Barbier: No, we think of our economy as being a trickle-down economy, where growth in GDP for our entire economy trickles down to benefit everybody down to the local level. But in the policy world, we have this potential for trickle up. And in fact, the whole change in attitude toward climate has occurred because tornadoes are devastating, just as much in red and blue states. And that has led people to realize we have got to do something at least about adapting to climate change, if not trying to mitigate and keep it as minimal as possible moving forward.
Host: For some, there can really be a feeling of hopelessness that the economy has been dictated one way for so long that it is almost impossible to turn things around, and to do so would maybe even be catastrophic economically. You always hear that the industries that have long been around that would devastate the economy. What would you say to that?

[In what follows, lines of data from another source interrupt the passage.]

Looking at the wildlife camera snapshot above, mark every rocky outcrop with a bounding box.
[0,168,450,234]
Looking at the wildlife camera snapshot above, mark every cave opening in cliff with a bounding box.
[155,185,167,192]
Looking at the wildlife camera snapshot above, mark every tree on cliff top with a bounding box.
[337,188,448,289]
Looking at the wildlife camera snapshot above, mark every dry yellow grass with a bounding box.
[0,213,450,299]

Barbier: Well, there's two different aspects to this problem. One problem is a misunderstanding about how economic systems work. Economic systems are always evolving, always developing, always innovating, and always trying to look for more productivity. If we look at the green industries as not just agents of change, but as agents of innovation and new sources of productivity, new markets that can grow and develop, then we can see that, as we've seen throughout our economy, the evolution of new industries and new services and new manufacturing capabilities, that can boost our economy. All we have to do is go back 20, 30 years and look at what's happened in the tech revolution. Those technologies that we so depend on today, such as the internet, laptop computers, these types of technologies didn't exist 20 or 30 years ago. Whole industries have come up. Whole sources of employment have come. A transition to a green economy is not necessarily bad for the economy. I would argue it actually can be good if we manage it correctly. That's one problem. The second problem is that sense of hopelessness is a real issue, because the risks that we're facing that we need to control and manage are very large-scale risks climate change, water scarcity, loss of biodiversity, land use change and deterring oceans and coasts. These are big challenges. And so, it is easy for the average individual to feel overwhelmed and hopeless and not seeing government do enough. And, if we focus on what's happening at our national level, we get frustrated. But if we look more closely locally and, in our states, not only can the average individual relate more to what's happening at that level, we can do more to influence what's going on. That's why we're seeing the policies in Colorado and Fort Collins in particular come about, is because it's local citizens that have been able to be active and influence policy, and policymakers have to respond. When your voters live next door to you, you tend to respond more than if they live 2,000 miles away.
Host: All right. So that kind of goes back to the think globally, act locally.
Barbier: I think it's a truism, but some truisms are actually true.
Host: Well, thank you so much for your time. I appreciate it.
Barbier: Thank you. Stacy.
Host outro: That was Colorado State University Distinguished Professor Ed Barbier speaking about how we can build a greener economy. I'm your host, Stacy Nick. And you're listening to CSU's The Audit.